Advanced users may adapt it, but incompatible prompt behavior may cause:

hallucinated browsing claims;
incorrect CONTEXT_PACK handling;
conflicts with built-in tools;
unnecessary context growth;
degraded retrieval quality.

Full reference prompt: docs/system-prompt.txt

Additional docs:

FAQ: docs/FAQ.md
Changelog: CHANGELOG.md

Installation

The project ships with a single installer:

install.sh

It supports:

user-level installation (recommended),
system-wide installation,
headless environments,
systemd user services.

User install vs system install

Running as a regular user → user install
Running as root → system install

User install is recommended to avoid writing into system directories.

Recommended setup: install in USER mode under the same Linux user account that runs text-generation-webui.

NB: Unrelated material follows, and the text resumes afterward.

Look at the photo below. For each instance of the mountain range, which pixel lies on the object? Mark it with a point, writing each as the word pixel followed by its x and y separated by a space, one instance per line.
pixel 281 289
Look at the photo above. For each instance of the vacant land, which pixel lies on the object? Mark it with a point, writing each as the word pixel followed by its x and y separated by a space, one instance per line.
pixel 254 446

This avoids permission mismatches between WebUI, the plugin, and systemd services, and is the least error-prone configuration.

WebUI plugin installation

The WebUI plugin is installed under the identifier websearch-mistbyte.

The installer:

attempts to auto-detect text-generation-webui,
installs the plugin automatically if found.

If auto-detection fails:

Create a directory in WebUI extensions:
```
websearch_mistbyte
```
Copy script.py into it.
Restart WebUI backend (not just the browser UI).

(Note: the project identifier uses a dash, while the directory name uses an underscore.)

After restart, search settings appear below the input box.

Headless user setup

For headless systems or servers:

sudo loginctl enable-linger <user>

Logs:

journalctl --user -u searxng -f
journalctl --user -u websearch-mistbyte -f

Commands must be executed as the same user that owns the services.

Windows / WSL2 support

Search API V1 is Linux-first.

Supported on Windows via WSL2

Windows 10 / 11
WSL2
Linux filesystem inside WSL (/home/...)
systemd enabled inside WSL

Enable systemd in WSL:

/etc/wsl.conf
[boot]
systemd=true

Then restart WSL:

wsl --shutdown

Native Windows service installation is not supported in V1.

Compatibility with newer Text Generation WebUI versions

Recent versions of Text Generation WebUI include built-in web search and tool support.

WebSearcher is designed to work alongside native tools instead of replacing them.

The recommended system prompt was updated to:

avoid conflicts with built-in tools;
treat CONTEXT_PACK as optional contextual enrichment;
allow normal tool-enabled workflows.

See:

docs/system-prompt.txt

Troubleshooting

For a full troubleshooting guide and configuration reference, see docs/FAQ.md.

Podman pull fails with TLS handshake timeout

If podman pull hangs or fails:

curl -4 -I https://registry-1.docker.io/v2/
curl -6 -I https://registry-1.docker.io/v2/

If IPv6 fails but IPv4 works, your system prefers IPv6 by default.

Fix (recommended):

sudo vim /etc/gai.conf

Add:

precedence ::ffff:0:0/96 100

This forces IPv4 preference and fixes most Podman/Docker TLS issues.

Limitations (V1)

One search per user message
Only the first ??? trigger is processed
No agent loop
No multi-step search
No headless browser extraction
Sequential page fetching only

These limitations are intentional.

Donations

This project is developed independently, without sponsors.

Donations directly accelerate development of roadmap features.

https://web.tribute.tg/d/Ih8

https://home.vps.3-a.net/

Summary

Search API V1 is a clean, honest, engineering-driven foundation.

It does not promise magic — it delivers predictable, controllable web search for LLMs.